MALDI-MSI measurements

A Q Exactive plus Orbitrap Mass Spectrometer (Thermo Fisher Scientific, Bremen, Germany) was used for all measurements (MALDI-MSI, MALDI-2-MSI, and HPLC-nESI-MS). The usual MS inlet was replaced with a MALDI/ESI injector (Spectroglyph LLC, Kennewick, WA, USA) to perform MALDI and ESI experiments on the same instrument [55]. The injector was modified to enable laser postionization (MALDI-2) as described before [35]. A frequency-tripled actively Q-switched Nd:YLF laser (Explorer ICT-349-120-E, Spectra-Physics; emission wavelength = 349 nm, pulse width = 7 ns; pulse repetition rate adjustable from 1 Hz to 5 kHz) was used as the MALDI laser. For postionization, a frequency-quadrupled, mode-locked Nd:YAG laser (PL2231-100-SH-FHPRETRIG, Ekspla, Vilnius, Lithuania) with a wavelength of 266 nm and a pulse duration of 28 ps was used. The MALDI laser was focused to produce ablation marks of 10–15 μm. Three consecutive sections intended for subsequent LMD and extraction were each measured with 30 μm pixel size and a mass spectrometric resolution of 70,000 at m/z 200 in positive ion mode. To ensure optimal image quality, MALDI as well as MALDI-2-MSI data intended for subsequent comparative analysis were collected with 20 μm pixel size and a mass spectrometric resolution of 280,000 at m/z 200. For this, two subsequent sections to the ones used for LMD mounted on glass slides were analyzed in positive and in negative mode, respectively.
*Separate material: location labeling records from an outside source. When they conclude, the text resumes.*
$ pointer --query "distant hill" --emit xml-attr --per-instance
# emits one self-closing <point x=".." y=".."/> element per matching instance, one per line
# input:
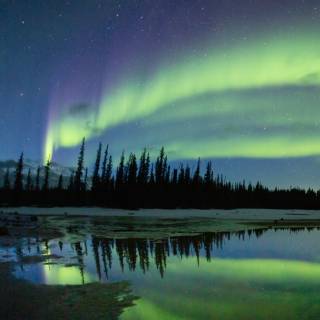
<point x="56" y="170"/>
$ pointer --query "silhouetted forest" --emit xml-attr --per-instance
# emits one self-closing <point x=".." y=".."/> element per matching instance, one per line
<point x="140" y="183"/>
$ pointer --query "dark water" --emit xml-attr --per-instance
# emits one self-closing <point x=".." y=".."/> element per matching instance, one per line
<point x="268" y="273"/>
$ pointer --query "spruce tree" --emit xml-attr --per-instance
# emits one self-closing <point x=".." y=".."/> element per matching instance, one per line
<point x="6" y="181"/>
<point x="120" y="176"/>
<point x="37" y="186"/>
<point x="19" y="175"/>
<point x="60" y="183"/>
<point x="29" y="181"/>
<point x="47" y="167"/>
<point x="79" y="171"/>
<point x="96" y="177"/>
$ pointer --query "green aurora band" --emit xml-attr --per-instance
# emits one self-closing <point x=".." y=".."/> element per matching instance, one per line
<point x="191" y="88"/>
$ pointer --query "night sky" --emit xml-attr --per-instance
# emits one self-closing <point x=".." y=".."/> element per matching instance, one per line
<point x="233" y="81"/>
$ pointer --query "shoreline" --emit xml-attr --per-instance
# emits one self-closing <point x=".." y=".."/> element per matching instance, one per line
<point x="220" y="214"/>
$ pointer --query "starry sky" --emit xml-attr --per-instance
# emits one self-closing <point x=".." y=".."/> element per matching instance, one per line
<point x="233" y="81"/>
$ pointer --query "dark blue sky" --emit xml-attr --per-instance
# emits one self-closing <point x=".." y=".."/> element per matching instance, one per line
<point x="233" y="81"/>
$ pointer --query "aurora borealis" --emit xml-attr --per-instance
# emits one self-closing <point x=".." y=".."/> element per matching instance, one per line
<point x="236" y="82"/>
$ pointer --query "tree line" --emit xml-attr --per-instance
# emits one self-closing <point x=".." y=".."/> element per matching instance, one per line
<point x="140" y="183"/>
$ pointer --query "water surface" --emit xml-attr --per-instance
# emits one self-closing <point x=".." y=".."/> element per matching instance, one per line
<point x="180" y="272"/>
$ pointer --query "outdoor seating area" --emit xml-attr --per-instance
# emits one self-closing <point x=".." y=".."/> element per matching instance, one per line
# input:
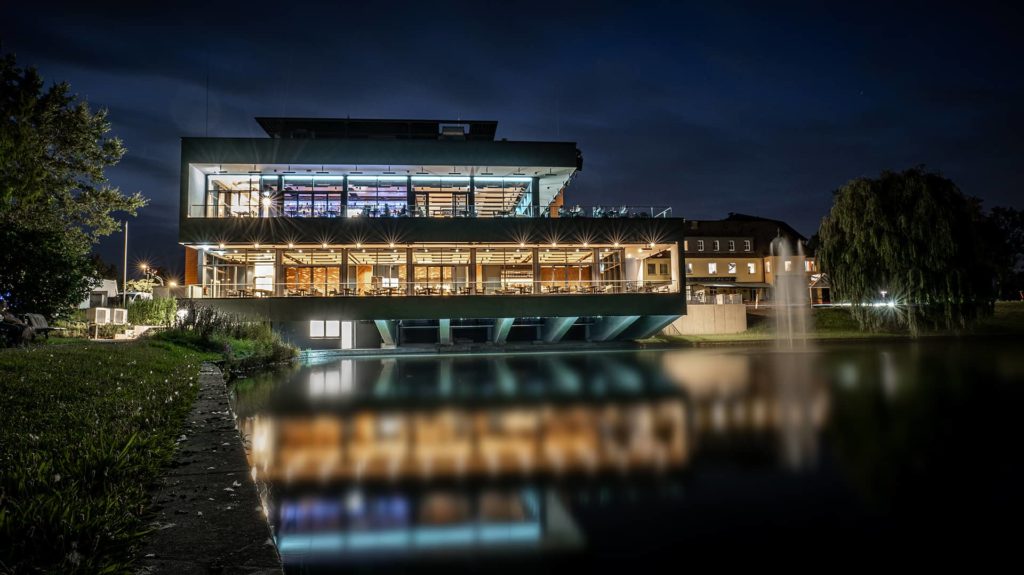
<point x="459" y="290"/>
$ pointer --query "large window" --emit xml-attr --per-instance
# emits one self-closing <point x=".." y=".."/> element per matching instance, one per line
<point x="233" y="195"/>
<point x="378" y="195"/>
<point x="377" y="271"/>
<point x="439" y="270"/>
<point x="229" y="273"/>
<point x="504" y="270"/>
<point x="441" y="196"/>
<point x="566" y="269"/>
<point x="495" y="196"/>
<point x="312" y="196"/>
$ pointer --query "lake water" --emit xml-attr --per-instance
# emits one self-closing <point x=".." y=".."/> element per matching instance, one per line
<point x="615" y="460"/>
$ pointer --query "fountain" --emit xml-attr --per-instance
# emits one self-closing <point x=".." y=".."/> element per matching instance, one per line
<point x="793" y="364"/>
<point x="792" y="298"/>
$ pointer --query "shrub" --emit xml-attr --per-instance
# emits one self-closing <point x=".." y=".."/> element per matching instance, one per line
<point x="158" y="311"/>
<point x="245" y="345"/>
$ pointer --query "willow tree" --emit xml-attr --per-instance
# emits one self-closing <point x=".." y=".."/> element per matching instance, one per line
<point x="55" y="201"/>
<point x="908" y="249"/>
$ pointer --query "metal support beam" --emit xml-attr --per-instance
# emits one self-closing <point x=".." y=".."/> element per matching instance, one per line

Raw data was processed to the vendor neutral .imzML format with Image Insight (Spectroglyph LLC) and further analyzed using SCiLS Lab (SCiLS, Bremen, Germany). Segmentation was performed with weak denoising. For mass spectra, refer to Figs. S1 and S2 of the Electronic Supplementary Material (ESM).

Laser microdissection

LMD was performed on an Axiovert 200 M inverse microscope (Zeiss, Oberkochen, Germany) equipped with a LMD unit (P.A.L.M. Microlaser Technologies). PALM Robo (P.A.L.M. Microlaser Technologies) software was used to operate the system. ROIs were identified with the SCiLS Lab segmentation tool, which merges pixel with similar mass spectra. Regional coordinates were scaled and transferred to the PALM Robo software. For details, see supplementary methods in the ESM. LMD was performed without washing steps and with the matrix layer intact. After LMD, released regions of PEN membrane with attached tissue and matrix layer were mechanically transferred into a HPLC vial for lipid extraction.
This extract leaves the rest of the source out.